You can decide if long-term-care insurance is a good purchase, but when you are doing so, you should consider the fact that there is a viable alternative. Medicaid does cover long-term care if you can gain eligibility, but there is a $1600 asset limit in Connecticut.

Your home doesn’t count, and that’s the good news, but the Medicaid estate recovery mandate is the bad news. If your property is in your personal possession when you pass away, it would be part of your estate. As a result, Medicaid could place a lien on the property under most circumstances.

What’s the solution? You can establish and fund an irrevocable trust long before you think that you may need long-term care. Advance planning is necessary, because there is a five year look back period. The trust must be funded at least five years before you apply for Medicaid.

A lot of people rely on income that is generated by their invested assets. When you implement this strategy, you can transfer the principal into the trust. You would still be able to accept distributions of the earnings, so your income stream would not be interrupted.

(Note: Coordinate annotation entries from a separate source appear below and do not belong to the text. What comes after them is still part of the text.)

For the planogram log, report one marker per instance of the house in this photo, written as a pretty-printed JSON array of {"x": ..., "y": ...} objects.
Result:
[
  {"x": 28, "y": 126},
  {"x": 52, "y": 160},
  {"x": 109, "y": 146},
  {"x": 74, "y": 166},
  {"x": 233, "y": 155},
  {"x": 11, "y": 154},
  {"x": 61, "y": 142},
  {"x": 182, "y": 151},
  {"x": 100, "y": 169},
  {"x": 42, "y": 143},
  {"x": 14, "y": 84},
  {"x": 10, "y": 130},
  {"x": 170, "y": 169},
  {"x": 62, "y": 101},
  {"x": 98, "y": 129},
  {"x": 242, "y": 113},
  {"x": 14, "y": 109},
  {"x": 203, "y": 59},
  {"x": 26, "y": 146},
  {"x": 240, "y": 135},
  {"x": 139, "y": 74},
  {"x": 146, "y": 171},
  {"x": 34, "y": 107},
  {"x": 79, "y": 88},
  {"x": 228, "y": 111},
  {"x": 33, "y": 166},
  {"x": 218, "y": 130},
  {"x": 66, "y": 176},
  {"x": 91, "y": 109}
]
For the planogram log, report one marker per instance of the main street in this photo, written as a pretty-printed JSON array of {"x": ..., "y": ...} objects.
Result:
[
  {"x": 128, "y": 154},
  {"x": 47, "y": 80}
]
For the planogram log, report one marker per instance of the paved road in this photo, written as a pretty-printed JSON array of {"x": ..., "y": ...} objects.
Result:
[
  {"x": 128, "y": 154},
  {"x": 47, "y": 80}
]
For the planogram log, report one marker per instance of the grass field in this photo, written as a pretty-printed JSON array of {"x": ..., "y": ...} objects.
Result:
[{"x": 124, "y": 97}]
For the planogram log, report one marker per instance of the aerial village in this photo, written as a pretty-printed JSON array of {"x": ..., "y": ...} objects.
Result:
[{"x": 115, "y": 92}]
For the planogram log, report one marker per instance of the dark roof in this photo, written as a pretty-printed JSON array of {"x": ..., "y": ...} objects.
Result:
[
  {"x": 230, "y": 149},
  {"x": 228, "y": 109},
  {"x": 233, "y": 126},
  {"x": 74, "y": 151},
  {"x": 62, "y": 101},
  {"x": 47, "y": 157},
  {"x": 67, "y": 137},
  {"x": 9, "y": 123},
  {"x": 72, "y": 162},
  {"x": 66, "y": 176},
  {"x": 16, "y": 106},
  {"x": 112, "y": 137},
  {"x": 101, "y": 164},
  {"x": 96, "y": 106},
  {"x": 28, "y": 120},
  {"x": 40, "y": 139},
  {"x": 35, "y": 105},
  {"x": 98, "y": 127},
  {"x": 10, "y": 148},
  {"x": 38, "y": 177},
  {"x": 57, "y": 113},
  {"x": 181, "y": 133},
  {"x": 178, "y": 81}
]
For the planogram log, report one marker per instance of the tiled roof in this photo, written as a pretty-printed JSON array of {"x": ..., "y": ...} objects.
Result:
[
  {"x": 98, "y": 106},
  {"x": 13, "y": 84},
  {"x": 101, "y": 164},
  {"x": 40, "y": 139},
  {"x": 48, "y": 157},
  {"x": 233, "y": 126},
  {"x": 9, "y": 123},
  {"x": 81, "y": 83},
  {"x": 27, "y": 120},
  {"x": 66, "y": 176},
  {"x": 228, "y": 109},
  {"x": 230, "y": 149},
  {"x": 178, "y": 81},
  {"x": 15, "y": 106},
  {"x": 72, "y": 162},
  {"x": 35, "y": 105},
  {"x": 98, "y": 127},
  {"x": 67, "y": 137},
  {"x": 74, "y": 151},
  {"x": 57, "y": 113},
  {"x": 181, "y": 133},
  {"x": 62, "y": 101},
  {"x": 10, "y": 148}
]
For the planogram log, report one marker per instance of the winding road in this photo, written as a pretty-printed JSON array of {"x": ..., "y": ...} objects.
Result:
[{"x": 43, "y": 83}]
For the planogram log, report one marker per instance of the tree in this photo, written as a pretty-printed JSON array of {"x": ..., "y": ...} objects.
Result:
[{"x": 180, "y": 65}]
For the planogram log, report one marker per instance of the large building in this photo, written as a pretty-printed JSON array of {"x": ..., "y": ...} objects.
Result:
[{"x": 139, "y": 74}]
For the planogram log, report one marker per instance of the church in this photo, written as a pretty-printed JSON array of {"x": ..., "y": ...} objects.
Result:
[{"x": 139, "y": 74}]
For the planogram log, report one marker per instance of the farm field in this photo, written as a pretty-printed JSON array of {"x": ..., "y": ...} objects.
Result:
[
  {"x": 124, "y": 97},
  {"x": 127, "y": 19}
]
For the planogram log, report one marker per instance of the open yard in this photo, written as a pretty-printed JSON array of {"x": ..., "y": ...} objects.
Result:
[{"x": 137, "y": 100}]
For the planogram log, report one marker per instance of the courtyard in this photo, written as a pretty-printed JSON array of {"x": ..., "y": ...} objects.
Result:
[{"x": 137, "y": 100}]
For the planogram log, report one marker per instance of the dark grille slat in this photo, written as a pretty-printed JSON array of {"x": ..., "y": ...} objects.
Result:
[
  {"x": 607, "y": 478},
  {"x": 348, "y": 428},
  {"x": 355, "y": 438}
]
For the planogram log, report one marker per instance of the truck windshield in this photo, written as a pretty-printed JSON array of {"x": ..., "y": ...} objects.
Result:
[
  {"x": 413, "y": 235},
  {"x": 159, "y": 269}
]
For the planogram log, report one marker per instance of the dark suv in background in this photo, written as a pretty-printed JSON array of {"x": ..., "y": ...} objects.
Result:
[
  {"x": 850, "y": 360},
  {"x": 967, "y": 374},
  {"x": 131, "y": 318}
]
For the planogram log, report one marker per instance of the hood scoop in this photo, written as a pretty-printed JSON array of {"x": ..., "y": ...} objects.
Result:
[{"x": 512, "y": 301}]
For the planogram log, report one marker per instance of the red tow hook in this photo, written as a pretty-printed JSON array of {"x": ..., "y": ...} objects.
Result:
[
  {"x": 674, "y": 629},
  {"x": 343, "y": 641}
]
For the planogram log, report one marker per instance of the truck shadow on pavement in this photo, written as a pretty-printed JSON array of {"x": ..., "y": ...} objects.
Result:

Your home can also be conveyed to the trust to protect it during the Medicaid estate recovery phase. If you ultimately apply for Medicaid at least five years after you take these steps, the property in the trust would not count.

Attend a Complimentary Seminar!

We have some seminars coming up in the near future, and we are looking forward to meeting some of our neighbors. They will cover all the most important topics, and they are held at nice locations in our service areas. You will learn a lot if you join us, and you will make an initial connection with one of our attorneys.

The dates are posted on our seminar page. If you decide to attend one of these events, please follow the instructions to register so we can reserve your spot.

Are You Ready to Act?

If you are here because you are ready to work with a Glastonbury, CT estate planning lawyer to put a plan in place, call us at 860-548-1000 to schedule a consultation appointment. There is also a contact form on this site you can fill out if you would rather send us a message.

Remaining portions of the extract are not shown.